Hi I have been following the forum for a few months now! My girlified and I are going to pick up our 8 week old puppy this weekend and we are so excited!

We have everything in place however I am wondering if anyone has gotten a puppy while working from home? Currently my girlfriend and I are both working from home and will be able to be around him 24/7 but I am wondering if that is a good thing?

I don't want him to have any type of separation anxiety when we do have to go back into our offices and he will be home alone when that time comes.

I was thinking of putting him in the crate throughout the day for a certain amount of time? If so when should I start that and how long should he be left in there?

If anyone has any feedback or advice it would be greatly appreciated!

Thanks!


----------



## texasred (Jan 29, 2012)

I've been retired from the work force for years, so I'm home a lot. I did crate my puppys off, and on throughout the day.
They took all their naps in the crate. If I needed to do something, and couldn't give them my full attention. I also crated them.

Your going to find these pups are either resting, or they are being busy bodies.
They need your full attention when out, or they will be getting into things, and chewing what they shouldn't.


----------



## Codyjohn (Feb 8, 2021)

texasred said:


> I've been retired from the work force for years, so I'm home a lot. I did crate my puppys off, and on throughout the day.
> They took all their naps in the crate. If I needed to do something, and couldn't give them my full attention. I also crated them.
> 
> Your going to find these pups are either resting, or they are being busy bodies.
> They need your full attention when out, or they will be getting into things, and chewing what they shouldn't.
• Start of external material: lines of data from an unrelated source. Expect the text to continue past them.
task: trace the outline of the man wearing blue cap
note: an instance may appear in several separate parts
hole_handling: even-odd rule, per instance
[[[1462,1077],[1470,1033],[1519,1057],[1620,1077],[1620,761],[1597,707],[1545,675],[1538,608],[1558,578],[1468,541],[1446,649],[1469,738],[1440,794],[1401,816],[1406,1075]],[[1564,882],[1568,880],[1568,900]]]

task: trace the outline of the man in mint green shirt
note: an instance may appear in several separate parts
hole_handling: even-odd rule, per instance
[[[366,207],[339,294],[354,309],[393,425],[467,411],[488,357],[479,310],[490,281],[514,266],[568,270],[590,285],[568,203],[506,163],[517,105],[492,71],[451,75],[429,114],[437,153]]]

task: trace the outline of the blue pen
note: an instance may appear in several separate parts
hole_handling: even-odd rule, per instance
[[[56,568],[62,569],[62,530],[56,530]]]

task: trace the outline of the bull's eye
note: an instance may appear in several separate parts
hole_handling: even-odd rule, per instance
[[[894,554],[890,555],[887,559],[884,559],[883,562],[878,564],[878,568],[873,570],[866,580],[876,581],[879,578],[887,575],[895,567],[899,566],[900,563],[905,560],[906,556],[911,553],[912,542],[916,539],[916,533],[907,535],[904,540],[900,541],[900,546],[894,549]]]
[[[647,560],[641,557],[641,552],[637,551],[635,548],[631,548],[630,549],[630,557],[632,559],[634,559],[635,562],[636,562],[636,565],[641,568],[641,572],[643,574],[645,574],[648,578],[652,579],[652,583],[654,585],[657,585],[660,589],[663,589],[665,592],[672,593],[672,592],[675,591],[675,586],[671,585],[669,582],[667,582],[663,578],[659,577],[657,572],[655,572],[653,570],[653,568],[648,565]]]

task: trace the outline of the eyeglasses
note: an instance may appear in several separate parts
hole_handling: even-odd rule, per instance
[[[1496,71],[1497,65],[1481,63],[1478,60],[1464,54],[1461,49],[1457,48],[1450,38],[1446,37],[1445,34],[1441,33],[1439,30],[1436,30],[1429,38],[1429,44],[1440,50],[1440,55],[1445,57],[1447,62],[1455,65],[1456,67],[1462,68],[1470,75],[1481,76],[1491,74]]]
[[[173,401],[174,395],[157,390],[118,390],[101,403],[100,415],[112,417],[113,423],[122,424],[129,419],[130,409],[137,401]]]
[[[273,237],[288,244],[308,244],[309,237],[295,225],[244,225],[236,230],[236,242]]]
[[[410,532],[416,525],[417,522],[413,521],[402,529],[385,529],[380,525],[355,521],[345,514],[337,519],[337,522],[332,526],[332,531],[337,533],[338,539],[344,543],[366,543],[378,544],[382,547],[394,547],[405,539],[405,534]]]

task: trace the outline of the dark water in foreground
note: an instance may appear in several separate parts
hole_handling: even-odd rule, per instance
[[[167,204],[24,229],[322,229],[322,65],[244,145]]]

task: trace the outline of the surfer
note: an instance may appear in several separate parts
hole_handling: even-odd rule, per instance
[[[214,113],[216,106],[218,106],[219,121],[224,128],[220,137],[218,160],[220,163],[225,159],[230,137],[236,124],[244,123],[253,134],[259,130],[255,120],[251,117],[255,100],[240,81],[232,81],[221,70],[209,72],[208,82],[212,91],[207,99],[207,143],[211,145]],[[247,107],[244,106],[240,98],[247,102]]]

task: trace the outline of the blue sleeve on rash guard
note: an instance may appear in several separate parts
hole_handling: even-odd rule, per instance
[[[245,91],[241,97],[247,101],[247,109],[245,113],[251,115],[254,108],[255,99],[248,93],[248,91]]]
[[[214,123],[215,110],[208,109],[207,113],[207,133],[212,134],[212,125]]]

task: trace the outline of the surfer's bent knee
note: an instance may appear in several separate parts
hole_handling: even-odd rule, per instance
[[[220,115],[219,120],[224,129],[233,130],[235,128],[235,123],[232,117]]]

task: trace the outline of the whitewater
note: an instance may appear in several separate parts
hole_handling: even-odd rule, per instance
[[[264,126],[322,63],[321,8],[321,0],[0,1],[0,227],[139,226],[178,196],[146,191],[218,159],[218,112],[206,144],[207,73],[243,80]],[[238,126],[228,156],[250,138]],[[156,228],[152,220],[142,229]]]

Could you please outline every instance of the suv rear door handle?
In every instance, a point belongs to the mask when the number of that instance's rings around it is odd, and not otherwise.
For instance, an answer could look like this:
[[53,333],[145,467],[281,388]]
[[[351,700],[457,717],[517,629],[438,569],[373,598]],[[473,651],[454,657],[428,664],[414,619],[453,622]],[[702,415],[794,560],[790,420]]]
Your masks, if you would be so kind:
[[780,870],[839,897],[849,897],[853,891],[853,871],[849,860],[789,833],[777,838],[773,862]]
Thank you for the feedback! How long would you leave them in the crate at a time?


----------



## texasred (Jan 29, 2012)

I didn't have a set amount of time.
Right after they wake up from a nap, they go straight outside to potty. 
Other times we had been playing. They already had food, water, and pottied outside. I would crate them to cook/clean or take a shower. When I finished, if they hadn't fallen asleep, I would get them out. So in reality, they may only have been awake for 30 minutes in the crate at a time.


----------



## Dan_A (Jan 19, 2021)

My family has been home the entire time since we got our pup. She is now 15 weeks. From day one we started crate training. She goes in for a morning and afternoon nap even when we are home. Usually for 1.5 to 2 hours each. We can easily leave the house and get things done without her caring one bit. Then sleeps in the kennel at night. We placed it inside our master bedroom closet which is kinda far from the main areas where we are in the house so she has the least distractions while napping.


----------